FMI mostrou “pouco interesse” no impacto social das medidas em Portugal

A entidade independente que avalia o FMI diz que as autoridades portuguesas queixaram-se da ausência de preocupação do Fundo com as questões sociais durante o programa da troika.

A análise do Gabinete de Avaliação Independente do Fundo Monetário Internacional revela que as autoridades portuguesas queixam-se que a equipa do FMI demonstrou “pouco interesse” no impacto social das reformas. O relatório publicado esta terça-feira considera que o desempenho do fundo foi positivo, mas assinala as queixas deixadas pelos Estados onde o FMI interveio. O documento deixa ainda cinco recomendações.

De acordo com as autoridades portuguesas entrevistadas para esta avaliação, a equipa do FMI estava principalmente focada na consolidação orçamental durante o programa [de assistência financeira] e evidenciou pouco interesse no impacto social das medidas reformadoras, preferindo deixar tais assuntos para as instituições europeias“, lê-se no relatório do Gabinete de Avaliação Independente. Já as autoridades da Grécia — onde o FMI ainda continua presente — criticaram o FMI por não compreender o sistema de proteção social do país.

Recorde-se que em setembro do ano passado o Ministério das Finanças português criticou duramente o FMI. “Quando o FMI [Fundo Monetário Internacional] classifica o Programa [implementado entre 2011 e 2014] como um ‘sucesso qualificado’, o Governo opta antes por promover uma avaliação mais detalhada do Programa”, escreveu o gabinete de Mário Centeno, acusando o Fundo de aplicar medidas que resultaram num “enorme custo social”.

Contudo, é preciso ressalvar que este estudo não incidiu sobre o impacto da intervenção do FMI na proteção dos mais pobres. Este estudo tinha como objetivo avaliar a perceção das autoridades da utilidade dos conselhos do Fundo para a proteção social.

Mais à frente no relatório, a análise Gabinete de Avaliação Independente revela que, nos programas de ajustamento, o papel do FMI foi mais de suporte do que de destaque nos esforços para minimizar os “custos sociais do ajustamento [orçamental]”. “Os comunicados de imprensa do FMI para os programas da Grécia, Irlanda, Portugal e Chipre enfatizaram a necessidade de proteger os grupos vulneráveis e/ou reforçar os sistemas de segurança social”, refere o relatório.

A análise geral ao desempenho do FMI conclui que “tradicionalmente” o papel do FMI na proteção social era “limitado”, dado que o foco estava no campo orçamental. No entanto, o Gabinete refere que o Fundo tem mudado essa atitude, dando mais atenção a esse campo. “Reconhecendo o aumento global da atenção aos assuntos relativos à proteção social, a avaliação encontrou níveis diferentes de envolvimento do FMI entre os países e ao longo do tempo”, analisa o relatório.

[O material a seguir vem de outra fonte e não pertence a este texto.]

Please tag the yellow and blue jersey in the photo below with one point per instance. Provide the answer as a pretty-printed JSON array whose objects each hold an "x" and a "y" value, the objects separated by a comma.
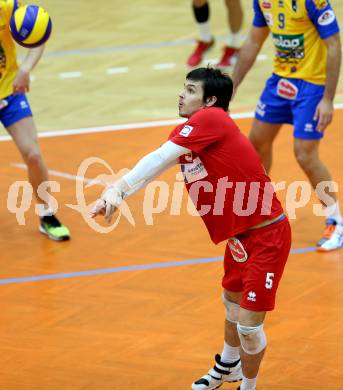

O próprio Gabinete de Avaliação Independente admite que “avaliar o envolvimento do FMI na proteção social é complicado pelo facto de que não existe uma definição standard para ‘proteção social'”, referindo que há “fatores idiossincráticos” a perturbar a análise: “a equipa [do FMI] tinha diferentes opiniões sobre o que esperavam do seu trabalho nesta área específica e no papel específico do FMI“. Esta dificuldade resultou numa das conclusões do trabalho, a de que as autoridades dos países notaram frequentemente que os conselhos do FMI eram genéricos e não tinham em conta as circunstâncias nacionais.

Como resolver este problema?

Identificado o problema, a equipa deixa cinco recomendações:

  1. O FMI devia estabelecer uma estratégia clara e estruturada para guiar o seu envolvimento na proteção social entre as várias prioridades que existem;
  2. O Fundo deveria sugerir polícias desenhadas à medida das necessidades e da situação do país em concreto, aproveitando o trabalho já feito pelas autoridades nacionais ou outro tipo de parceiros como o Banco Mundial ou a OCDE;
  3. O FMI necessita de encontrar abordagens mais realistas e eficientes no desenho dos programas para assegurar que os impactos adversos das medidas nos mais vulneráveis sejam mitigados;
  4. Em termos de comunicação externa, o FMI deveria explicar de forma realista a sua abordagem aos temas da proteção social, e o que consegue ou não fazer nesse assunto, tendo em conta o seu mandato e os seus recursos limitados;
  5. O Fundo deveria empenhar-se em cooperar com outras instituições na proteção social para encontrar formas de trabalhar construtivamente.